まあ、ちょっとフラフラでも夫婦で二人暮らしだったらそのまま実家で過ごしているのに子供たちも強くは反対しないだろう。だけど片方が亡くなってしまって一人暮らしとなったら、介護が終わって緊張の糸が切れたら一気にボケるかもと言う心配もあるし、もしもの時の連絡とかも来にくくなるしってことで夫が先に亡くなって妻一人になると子供とかが施設に入るのを強く勧めるのかな?
こうやって見ると職員も女性が多い感じだね。呪師って男性の方が多い気がするんだけど。そうなると犯人はやっぱ素人?
でも、態々お金を払って自分の職場に入居している高齢者を呪まくるかね?
いや、考えてみたら田中さんは転嫁先にされているのだ。
これは素人のやったことでは無い。
女性の呪師だっているし、ここの職員にも男性はいる。一般論で決めつけるのは良くない。
そんな事を考えながら呪詛の線を目で追っていったら、ゼリー(多分?)を別の車椅子の老女に食べさせている中年の女性に辿り着いた。
女性か〜。
呪詛塗れなので確実に犯人だね。
ジロジロみていたらバレそうだから、隠密型のクルミを取り出して天井近くに飛ばし、視界共有して女性が老女から離れるのを待つ。
「いたわ。
あっちの窓際のテーブルで青いシャツを着たお婆さんにゼリーを食べさせている中年女性」
碧にそっと声を掛ける。
「あ〜。
あれは凄いね。
取り敢えず、出口は他には無いからここで待っていればいいんじゃない?」
瘴気が碧にも視えたのか、ちょっと顔を顰めながらラウンジを見回しながら碧が言った。
「あのお婆さんを食べさせ終わったら食器を持ってこっちに戻るか、他の人のゼリーを取りにこっちに来るだろうからその時に無力化しよう」
お婆さんは促されたら自分で食べ始めたから、他の人の所に行くのかな?
それとも喉を詰まらせたりしないようにそばで見張っている必要があるのだろうか。
「高井さん、犯人と思われる人がいました。
あちらで入居者の世話をしているので、こちらに近付いてきたら無力化しますから警察がくるまでどこかの個室に隔離する手配をお願いします」
そっと低い声で高井さんにお願いする。
ぎりっと歯を食いしばった高井さんが頷き、他の職員に田中さんを任せて奥の電話の方に行ってなにやら内線で(多分)話し始めた。

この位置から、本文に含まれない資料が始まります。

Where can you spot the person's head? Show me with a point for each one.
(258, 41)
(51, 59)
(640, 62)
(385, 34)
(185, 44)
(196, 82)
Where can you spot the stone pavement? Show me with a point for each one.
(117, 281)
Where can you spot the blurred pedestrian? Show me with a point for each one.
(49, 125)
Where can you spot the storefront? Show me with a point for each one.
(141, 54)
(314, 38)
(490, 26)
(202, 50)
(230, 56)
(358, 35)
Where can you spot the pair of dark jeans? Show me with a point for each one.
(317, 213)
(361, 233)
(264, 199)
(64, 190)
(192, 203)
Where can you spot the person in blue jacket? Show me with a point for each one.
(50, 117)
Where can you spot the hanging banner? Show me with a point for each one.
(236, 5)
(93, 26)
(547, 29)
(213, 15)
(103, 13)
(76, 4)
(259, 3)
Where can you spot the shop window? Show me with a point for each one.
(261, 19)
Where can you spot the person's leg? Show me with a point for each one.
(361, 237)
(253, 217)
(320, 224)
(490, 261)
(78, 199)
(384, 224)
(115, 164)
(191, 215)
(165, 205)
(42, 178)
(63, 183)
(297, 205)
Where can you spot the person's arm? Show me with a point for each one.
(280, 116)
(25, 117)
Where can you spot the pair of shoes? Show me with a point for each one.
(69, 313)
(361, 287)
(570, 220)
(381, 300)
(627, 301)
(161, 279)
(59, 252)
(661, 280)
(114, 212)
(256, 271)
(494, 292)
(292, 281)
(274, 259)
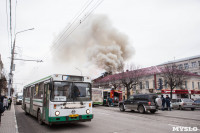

考えてみたら、私らも田端氏か遠藤氏に連絡を入れておくべきだった?
いや、プロの呪師か質の悪い素人か、確定してから連絡する方が良いよね?
クルミ経由で見ていたら、何やら老女に話しかけて腕を軽く摩ったあと、女性が立ち上がって他の人用のゼリーが置いてあるラウンジのこちら側にあるテーブルに近づいて来た。
「あ、すいませ〜ん」
女性が近づいてきたところで、入居者たちを人質に取るような動きをさせないように後ろを塞ぐような場所取りをしながら声をかける。
「はい?」
ちょっと面倒くさそうな顔をしながらゼリーを手に取った女性がこちらを見た。
「一瞬だけ、お時間を頂けます?」
碧がすっと近付き、手に触れたら女性から力が抜けて倒れ掛けたので、側にあった椅子へ座らせる感じに押し込む。
ここで拘束する訳にはいかないから、沢山ありそうな車椅子を一つ借りて、どこか個室に運び込みたいんだけど。
高井さん、内線で手配が終わったんだったらびっくりした顔で見ているだけじゃなくて、手伝って!!